Stewardship 101
The purpose of this article is not that you will know more after reading it – but that you will live differently! Let me ask you a personal question – what is your relationship to your “stuff”? Jay Link suggests that we answer this question as a stool with three legs upon which the answer is balanced.
The first “leg” of the stool is the fact that God owns everything because He created everything. King David tells us in Psalm 24:1, “The earth is the Lord’s and all it contains, the world, and those who dwell in it.” Not only did God create everything that exists, He used all of his own materials to build it. If we build something, we may claim it is ours, but if we use someone else’s materials to build it, then the owner of the materials can lay some claim to it as well.

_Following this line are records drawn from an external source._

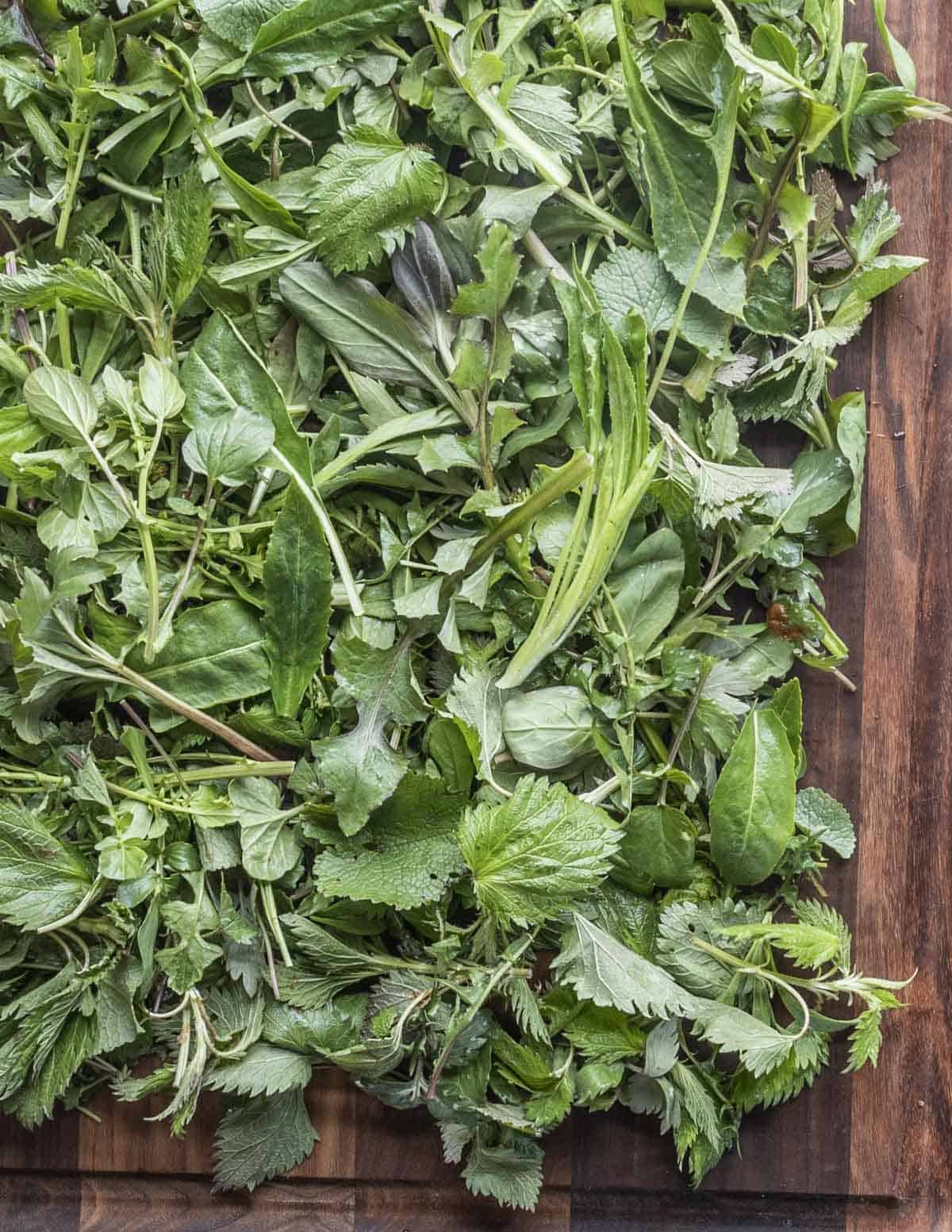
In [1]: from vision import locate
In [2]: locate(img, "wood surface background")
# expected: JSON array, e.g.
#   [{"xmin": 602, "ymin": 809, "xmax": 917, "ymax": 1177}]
[{"xmin": 0, "ymin": 0, "xmax": 952, "ymax": 1232}]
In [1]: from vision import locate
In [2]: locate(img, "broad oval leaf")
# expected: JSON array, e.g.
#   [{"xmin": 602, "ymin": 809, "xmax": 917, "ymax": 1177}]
[
  {"xmin": 182, "ymin": 406, "xmax": 274, "ymax": 486},
  {"xmin": 23, "ymin": 367, "xmax": 98, "ymax": 445},
  {"xmin": 711, "ymin": 710, "xmax": 796, "ymax": 886}
]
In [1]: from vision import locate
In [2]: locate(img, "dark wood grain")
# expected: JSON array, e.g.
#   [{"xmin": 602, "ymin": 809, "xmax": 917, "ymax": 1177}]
[{"xmin": 0, "ymin": 0, "xmax": 952, "ymax": 1232}]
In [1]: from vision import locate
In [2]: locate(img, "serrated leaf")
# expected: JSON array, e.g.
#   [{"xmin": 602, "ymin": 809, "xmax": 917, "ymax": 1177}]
[
  {"xmin": 551, "ymin": 913, "xmax": 701, "ymax": 1018},
  {"xmin": 463, "ymin": 1134, "xmax": 542, "ymax": 1211},
  {"xmin": 314, "ymin": 773, "xmax": 462, "ymax": 911},
  {"xmin": 228, "ymin": 778, "xmax": 301, "ymax": 881},
  {"xmin": 308, "ymin": 125, "xmax": 446, "ymax": 274},
  {"xmin": 214, "ymin": 1090, "xmax": 319, "ymax": 1190}
]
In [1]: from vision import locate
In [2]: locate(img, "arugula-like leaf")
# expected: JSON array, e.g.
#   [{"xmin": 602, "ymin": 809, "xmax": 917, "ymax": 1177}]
[{"xmin": 0, "ymin": 800, "xmax": 92, "ymax": 929}]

The second “leg” of the stool is that not only did God create us, but He also redeemed us from slavery to the prince of this world through the death of His son, Jesus Christ. The word redeem that Paul used is no longer commonly used today. God was willing to redeem us by offering the blood of his own Son, so that He again could own us. God owns us twice – once because he created us and the second time because He brought us back because we were lost.
The final “leg” is that we own nothing. We are called by God to be stewards, carrying out the Owner’s wishes for His property. It is at this point that we need to come to grips with the terribly misused and abused concept of stewardship.
Before I focus on what “stewardship” does mean, let me tell you what it does not mean. It has nothing to do with a capital campaign. It is not a synonym for tithing.
A steward is “a person who manages another’s property or financial affairs: one who administers anything as an agent of another or others, a manager.” So, for us to be “stewards for God” we must acknowledge that all we are and all we have possession of belongs to Him. We are charged with managing His property according to His wishes.
Tithing has to do with what you give, stewardship has to do with what you keep. It’s about how you manage everything you have been entrusted to oversee. What most people miss is that stewardship is more about how you manage what is left over after you give than it is about what you give. Stewardship is about your relationship to your stuff. You are not the owner; you are merely the caretaker of somebody else’s property. It’s our job to manage it according to the Owner’s wishes.
When we realize that all we have is God’s, and we are the managers, my prayer is that our whole concept of “giving” will change. May God bless you as a manager of His “stuff.”